According to a survey of 1,000 divorcees commissioned by national firm Irwin Mitchell, the most challenging part of divorce was general financial arrangements, costs and length of proceedings. Three in 10 respondents thought their divorce might have cost less if they had been friendlier. Two-thirds of respondents had lots or some arguments during their divorce.
However, 39% of respondents were not aware of ADR at the time of their divorce and 35% were not offered it as an alternative way. A quarter wished they had gone into mediation or arbitration.
Former Supreme Court justice Lord Wilson told a roundtable discussion organised by the firm that despite the upfront cost, ADR can result in a much quicker financial outcome. Janet Bazley QC, an arbitrator, said the emotional cost of the divorce process is just as important as the financial one.
Irwin Mitchell also highlighted the impact of court delays caused by Covid. Ros Bever, head of family law, said: ‘While people double-vaccinated no longer have to self-isolate, the damage has already been done and the knock-on effect means cases have been waiting for their time in court for months on end, only to have them cancelled at the last minute. Parents and their children have been left waiting months or even years to find out custody arrangements, while some financial cases are in complete limbo.
‘Clients have been waiting for too long, and unfortunately the pandemic is still exacerbating this while the backlog grows even longer.

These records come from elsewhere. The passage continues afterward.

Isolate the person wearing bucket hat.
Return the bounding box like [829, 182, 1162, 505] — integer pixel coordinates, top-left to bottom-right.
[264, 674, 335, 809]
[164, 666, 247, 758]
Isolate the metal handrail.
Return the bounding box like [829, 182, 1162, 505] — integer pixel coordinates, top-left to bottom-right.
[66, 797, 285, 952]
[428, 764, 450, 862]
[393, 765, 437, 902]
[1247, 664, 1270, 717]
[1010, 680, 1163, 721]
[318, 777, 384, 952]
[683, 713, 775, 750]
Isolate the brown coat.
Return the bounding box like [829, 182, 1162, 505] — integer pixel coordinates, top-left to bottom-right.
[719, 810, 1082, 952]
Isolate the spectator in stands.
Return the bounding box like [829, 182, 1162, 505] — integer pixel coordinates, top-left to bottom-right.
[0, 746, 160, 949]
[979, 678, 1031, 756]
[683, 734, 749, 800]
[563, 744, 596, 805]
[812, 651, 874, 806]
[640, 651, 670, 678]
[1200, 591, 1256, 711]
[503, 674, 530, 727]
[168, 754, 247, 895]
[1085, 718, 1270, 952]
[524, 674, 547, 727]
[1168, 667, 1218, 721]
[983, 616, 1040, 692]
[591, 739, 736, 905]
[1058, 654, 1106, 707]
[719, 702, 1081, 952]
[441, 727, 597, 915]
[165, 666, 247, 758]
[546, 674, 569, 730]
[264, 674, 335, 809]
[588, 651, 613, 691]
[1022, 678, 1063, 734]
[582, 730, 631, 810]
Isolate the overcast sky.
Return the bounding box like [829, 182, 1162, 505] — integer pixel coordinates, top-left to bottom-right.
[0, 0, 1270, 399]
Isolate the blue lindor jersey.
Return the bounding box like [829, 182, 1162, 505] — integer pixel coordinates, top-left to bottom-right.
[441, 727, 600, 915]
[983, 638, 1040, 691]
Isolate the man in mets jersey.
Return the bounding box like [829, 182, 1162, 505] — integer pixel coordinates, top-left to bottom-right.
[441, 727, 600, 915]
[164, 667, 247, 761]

We need to think about other solutions if we’re to help our clients to resolve their issues as quickly and smoothly as possible.’
Earlier this year the Ministry of Justice introduced £500 vouchers for families to resolve disputes outside of court as part of a £1m scheme to bolster the use of mediation.

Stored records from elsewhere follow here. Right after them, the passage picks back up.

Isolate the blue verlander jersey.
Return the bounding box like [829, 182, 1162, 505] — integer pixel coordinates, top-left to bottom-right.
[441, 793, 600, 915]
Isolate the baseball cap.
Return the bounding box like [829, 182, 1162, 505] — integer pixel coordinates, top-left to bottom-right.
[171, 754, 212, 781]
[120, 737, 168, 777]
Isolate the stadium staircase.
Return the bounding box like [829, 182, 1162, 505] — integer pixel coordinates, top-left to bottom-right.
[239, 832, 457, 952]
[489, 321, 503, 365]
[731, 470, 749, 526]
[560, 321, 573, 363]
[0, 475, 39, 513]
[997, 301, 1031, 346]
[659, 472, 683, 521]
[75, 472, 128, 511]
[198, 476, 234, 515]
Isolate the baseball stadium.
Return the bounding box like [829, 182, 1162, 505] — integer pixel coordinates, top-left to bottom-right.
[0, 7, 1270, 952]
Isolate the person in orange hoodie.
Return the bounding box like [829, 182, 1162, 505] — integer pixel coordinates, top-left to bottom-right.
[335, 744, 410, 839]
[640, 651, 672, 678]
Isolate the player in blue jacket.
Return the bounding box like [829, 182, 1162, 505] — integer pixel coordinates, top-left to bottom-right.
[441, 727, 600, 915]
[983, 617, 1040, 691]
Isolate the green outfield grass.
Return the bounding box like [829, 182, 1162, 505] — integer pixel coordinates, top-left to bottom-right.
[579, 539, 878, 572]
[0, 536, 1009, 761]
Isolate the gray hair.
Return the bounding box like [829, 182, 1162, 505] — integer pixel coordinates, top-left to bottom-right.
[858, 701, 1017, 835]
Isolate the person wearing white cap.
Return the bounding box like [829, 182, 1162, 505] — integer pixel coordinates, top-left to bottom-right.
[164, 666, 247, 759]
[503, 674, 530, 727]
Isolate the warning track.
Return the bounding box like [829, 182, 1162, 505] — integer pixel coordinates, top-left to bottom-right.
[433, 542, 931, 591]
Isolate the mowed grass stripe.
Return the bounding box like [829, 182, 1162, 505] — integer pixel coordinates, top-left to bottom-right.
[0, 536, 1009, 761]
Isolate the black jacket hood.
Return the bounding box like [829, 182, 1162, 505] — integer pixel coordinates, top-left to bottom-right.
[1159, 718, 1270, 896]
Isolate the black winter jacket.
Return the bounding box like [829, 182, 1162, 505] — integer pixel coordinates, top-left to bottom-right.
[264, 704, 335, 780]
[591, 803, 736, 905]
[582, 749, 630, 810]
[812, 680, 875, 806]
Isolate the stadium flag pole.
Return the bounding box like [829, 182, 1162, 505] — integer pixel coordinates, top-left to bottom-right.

Irwin Mitchell’s report says: ‘This move, along with no-fault divorce being introduced next year, marks a shift in the family law sector towards solutions-focused arrangements over finances and children, rather than the “blame game” family law is known for.' But with many couples unaware of non-court options, ‘more lawyers need to understand and train in ADR'.
The Ministry of Justice has also issued a call for evidence to inform further work to mainstream alternative dispute resolution mechanisms.